Sorry, Bitcoin: in the world of crypto ETFs, the blockchain is king.
Over the past few months, the Securities and Exchange Commission (SEC) has been actively rejecting Bitcoin exchange traded-fund (ETF) applications. However, ETFs with exposure to Blockchain technology are more likely to be approved.
Blockchain is the technology developed as the accounting method for the virtual currency Bitcoin.
It is important to understand that blockchains use what's known as distributed ledger technology (DLT), whichis used to verify transactions within digital currencies.
Yesterday, Reality Shares, Inc., a privately owned investment manager, filed an application for a Blockchain ETF called Reality Shares Nasdaq Blockchain Economy to be approved.
Commenting on the Reality Shares, Inc. application, Eddy Travia, CEO of Coinsilium, the blockchain venture builder and investor that finances and manages the development of early-stage blockchain technology companies aid said this move augurs well for the acceptance of blockchain ETFs.

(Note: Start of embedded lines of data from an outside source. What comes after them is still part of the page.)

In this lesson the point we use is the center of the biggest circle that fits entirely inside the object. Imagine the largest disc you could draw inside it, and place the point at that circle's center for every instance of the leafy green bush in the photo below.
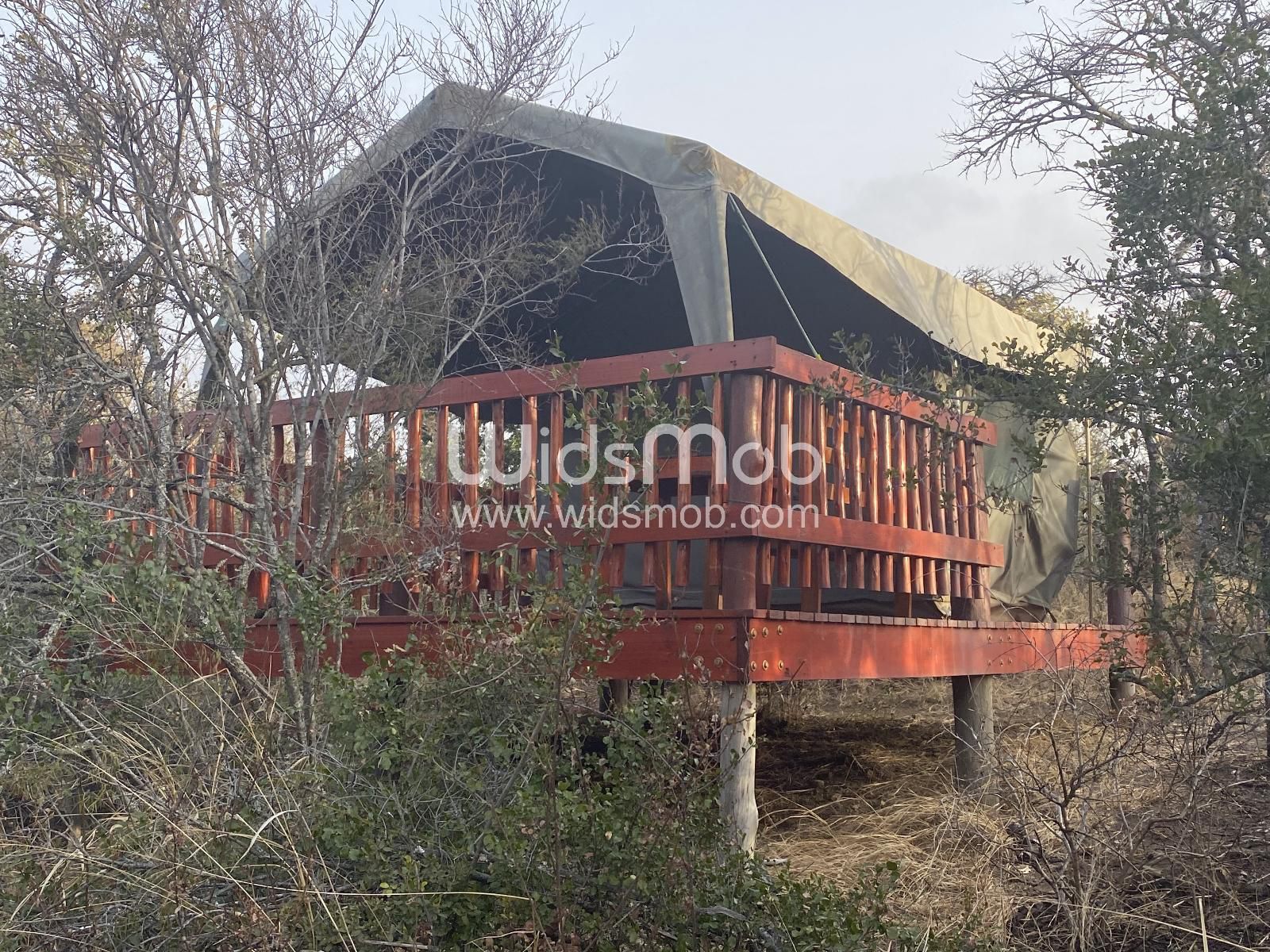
(444, 808)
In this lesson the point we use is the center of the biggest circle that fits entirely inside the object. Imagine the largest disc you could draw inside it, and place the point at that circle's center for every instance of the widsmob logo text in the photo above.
(588, 456)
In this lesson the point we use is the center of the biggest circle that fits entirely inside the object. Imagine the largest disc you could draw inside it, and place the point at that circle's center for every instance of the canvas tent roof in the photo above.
(692, 184)
(727, 226)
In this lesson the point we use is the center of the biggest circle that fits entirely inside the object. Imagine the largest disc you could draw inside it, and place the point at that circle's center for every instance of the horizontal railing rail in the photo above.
(899, 501)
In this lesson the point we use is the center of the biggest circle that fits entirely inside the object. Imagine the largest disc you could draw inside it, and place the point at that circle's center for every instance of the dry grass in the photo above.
(1104, 833)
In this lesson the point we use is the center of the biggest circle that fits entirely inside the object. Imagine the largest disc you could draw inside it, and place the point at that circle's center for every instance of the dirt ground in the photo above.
(1104, 833)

"This application for a fund tracking the performance of an index designed in association with Nasdaq and measuring the returns of blockchain companies is great news for the blockchain industry overall," he said.
"This initiative brings further legitimacy to blockchain companies, it can be used to highlight the winning strategies and identify the future stars of this competitive space and demonstrates the potential of the blockchain industry as a key investment sector," Travia added.
Bloomberg ETFs analyst Eric Balchunas highlights there are two filings now, another Blockchain ETF application in the running is Amplify Blockchain Leaders ETF. We have yet to see who will be approved.
"I see these as thematic ETFs similar to Lithium ETFs hold Lithium stocks related to that industry," he told TheStreet. "It doesn't track Lithium the commodity."
Commenting on Reality Shares, Inc, application Balchunas believes the two blockchain ETFs are more likely to be approved first.
Recently the SEC told leading fund management firm VanEck that it will not review the firm's registration statement for a Bitcoin ETF. VanEck subsequently withdrew its application for the VanEck Vectors Bitcoin Strategy ETF, which would have relied on combination of bitcoin funds and futures as its components. REX Shares, a Connecticut-based fund management firm with a "focus on delivering new alternative ETPs (exchange traded products)" filed to begin trading on two new actively managed funds, the REX Bitcoin Strategy ETF and the REX Short Bitcoin Strategy ETF, but has also withdrawn its application to the SEC for approval.
"These latest ETFs look like they will track stocks related to blockchain technology and the Rex, the ProShares and the VanEck those were going to track Bitcoin futures," Balchunas said. "The Winklevoss ETF is the one which will track Bitcoin itself."
The blockchain ETFs seem primed to be approved more easily than the Bitcoin ETFs.